Everything we do is about getting our attachment needs met. Most of our strategies are automatic or done with automaticity because that is what has been successful for us in the past. We filter out the stuff we don’t think works, and we do the stuff that we think works, but our automatic responses limit our outcomes, and we have to settle for what we can get. We often settle in our daily living: a young person stays up all night on their computer and can’t get up for school. They met their attachment needs last night but they are unable to meet their attachment needs today.
When we parent, we attempt to guide our children through this process.
Human brains are organized and structured to do things repetitively, and all of our biorhythms are established by evolutionary principles over thousands and thousands of years. Much of what we do is below the level of consciousness, below the level of decision-making. So we find ourselves with processes that lead in a certain direction, and we talk and think about, and sometimes want to change them, but when push comes to shove, when we’re stressed, when we can’t get our cognition to work because we’re anxious or upset or traumatized – we fall back on established principles that have organized our decision-making. We act in a way that is habitual, though it appears to us to be free will. Perhaps we find ourselves going in the direction that we’d rather not go.

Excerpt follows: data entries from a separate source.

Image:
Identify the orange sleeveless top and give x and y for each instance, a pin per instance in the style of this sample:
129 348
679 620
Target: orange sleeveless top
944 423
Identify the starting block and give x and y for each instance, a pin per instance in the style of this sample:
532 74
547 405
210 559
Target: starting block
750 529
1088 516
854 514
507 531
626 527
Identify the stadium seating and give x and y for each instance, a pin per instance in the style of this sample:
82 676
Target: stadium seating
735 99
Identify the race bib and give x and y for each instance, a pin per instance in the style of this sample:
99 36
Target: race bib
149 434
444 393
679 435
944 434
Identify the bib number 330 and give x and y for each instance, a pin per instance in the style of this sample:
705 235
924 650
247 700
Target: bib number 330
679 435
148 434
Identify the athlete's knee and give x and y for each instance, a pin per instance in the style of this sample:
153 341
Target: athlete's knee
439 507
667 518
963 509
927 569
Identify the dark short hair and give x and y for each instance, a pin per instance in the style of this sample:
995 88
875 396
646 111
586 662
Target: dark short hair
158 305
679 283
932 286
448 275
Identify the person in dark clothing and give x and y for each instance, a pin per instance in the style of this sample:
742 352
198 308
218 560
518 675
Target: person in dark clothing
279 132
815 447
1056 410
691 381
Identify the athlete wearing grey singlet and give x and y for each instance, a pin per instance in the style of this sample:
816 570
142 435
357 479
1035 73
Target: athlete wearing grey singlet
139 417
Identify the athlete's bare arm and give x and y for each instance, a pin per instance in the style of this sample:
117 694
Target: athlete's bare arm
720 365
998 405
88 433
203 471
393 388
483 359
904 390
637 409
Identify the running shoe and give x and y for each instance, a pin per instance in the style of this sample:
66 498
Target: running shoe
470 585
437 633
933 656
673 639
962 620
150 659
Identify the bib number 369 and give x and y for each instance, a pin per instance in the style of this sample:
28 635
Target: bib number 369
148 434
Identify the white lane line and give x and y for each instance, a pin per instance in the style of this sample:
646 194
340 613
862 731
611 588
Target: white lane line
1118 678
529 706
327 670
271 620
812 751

Trying to bring our actions from an automatic response into the decision-making realm is a difficult process.
We may recognize our habitual behaviour, but because of the automaticity of our thinking process we often cycle around in a big circle.
In a similar vein, we might assume our children are acting in some way on purpose, or as a result of a deficit, when in actuality they are stuck in a pattern of automaticity, and the behaviour has become a habit.